Today’s Readings: AM Psalm 25; PM Psalm 9, 15; Amos 7:1-9; Rev. 1:1-8; Matt. 22:23-33

My favorite Hebrew word is the word for ‘truth’ which is ‘emet’ or אֶמֶת.  The three letters are specific as is the case with most of the language. Everything has not only a purpose but relationship.  The word is built from the first letter, the middle letter, and the last letter of the Hebrew alphabet.  Truth is not a blip in the history of time, but the beginning, middle, and end.  So often we take our limited point of view and claim it with absolute certainty, but God’s truth is much larger and encompasses the entirety of the story.  It is not a moment in history but the entire history itself.  Everything is a part of God’s truth, the whole story.
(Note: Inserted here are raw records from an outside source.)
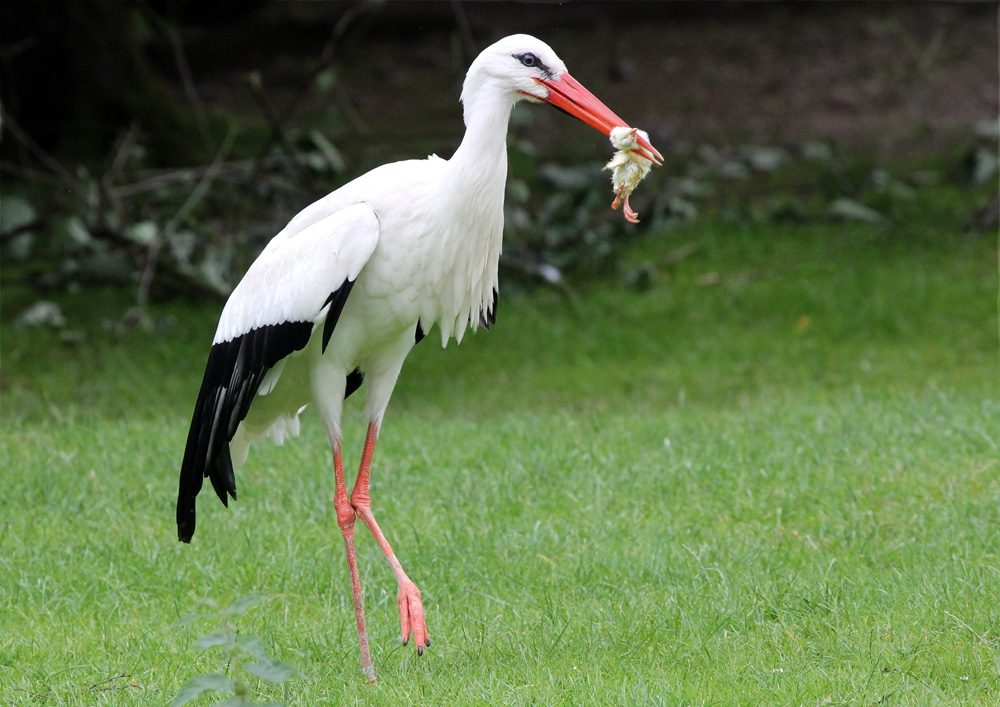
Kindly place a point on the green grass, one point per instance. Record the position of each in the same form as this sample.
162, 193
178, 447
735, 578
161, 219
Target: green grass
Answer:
771, 479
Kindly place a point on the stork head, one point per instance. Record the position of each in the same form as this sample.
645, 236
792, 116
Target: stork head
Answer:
526, 68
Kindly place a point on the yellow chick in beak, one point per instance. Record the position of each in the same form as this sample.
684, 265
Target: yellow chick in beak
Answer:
628, 168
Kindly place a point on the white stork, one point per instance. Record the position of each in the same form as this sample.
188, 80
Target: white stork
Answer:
353, 282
Today’s Advent readings take us into the Book of Revelation, a theological exploration of what it means to suffer under persecution and conflict with a hopeful vision cast upon the future.  It is from this writing that we garner the image of God as the “Alpha and the Omega,” the beginning and the end, “who is and who was and who is to come, the Almighty.”  God is the whole story. 

One of the assumptions with thinking about the ‘whole story’ is our own limited capacity to see the bigger picture.  We think we see the whole picture only to learn more of the details at a later point.  This is why art, literature, and film are so important.  They always uncover other points of view that develop the story in new ways. 

What this understanding exposes for all of us are our own limitations to comprehend the larger picture.  We think we know the whole picture only to be reminded that God’s truth is a little (or a whole lot) larger.  This doesn’t mean that our truth isn’t a part of God’s truth, only that it is not the whole picture.  Maybe on good days we get a few letters of the alphabet, but not it all.

I wonder this year more than ever, what it would mean to approach the same story of Christmas with new wonder and expectation that we might not know the whole story.  What if there is something new for each of us to discover and to learn?  A new present wrapped for each of us waiting to be opened as a gift to change our lives? 

John+

Questions for Self-Reflection:  When are times in your life when you have learned something new that has changed your perspective?  What areas of your life are you being invited to consider learning more or adding more points of view to your perspective?

Daily Challenge: Make today a day of suspending judgment and seeking understanding.  Make your goal to learn others’ points of view as opposed to sharing your point of view.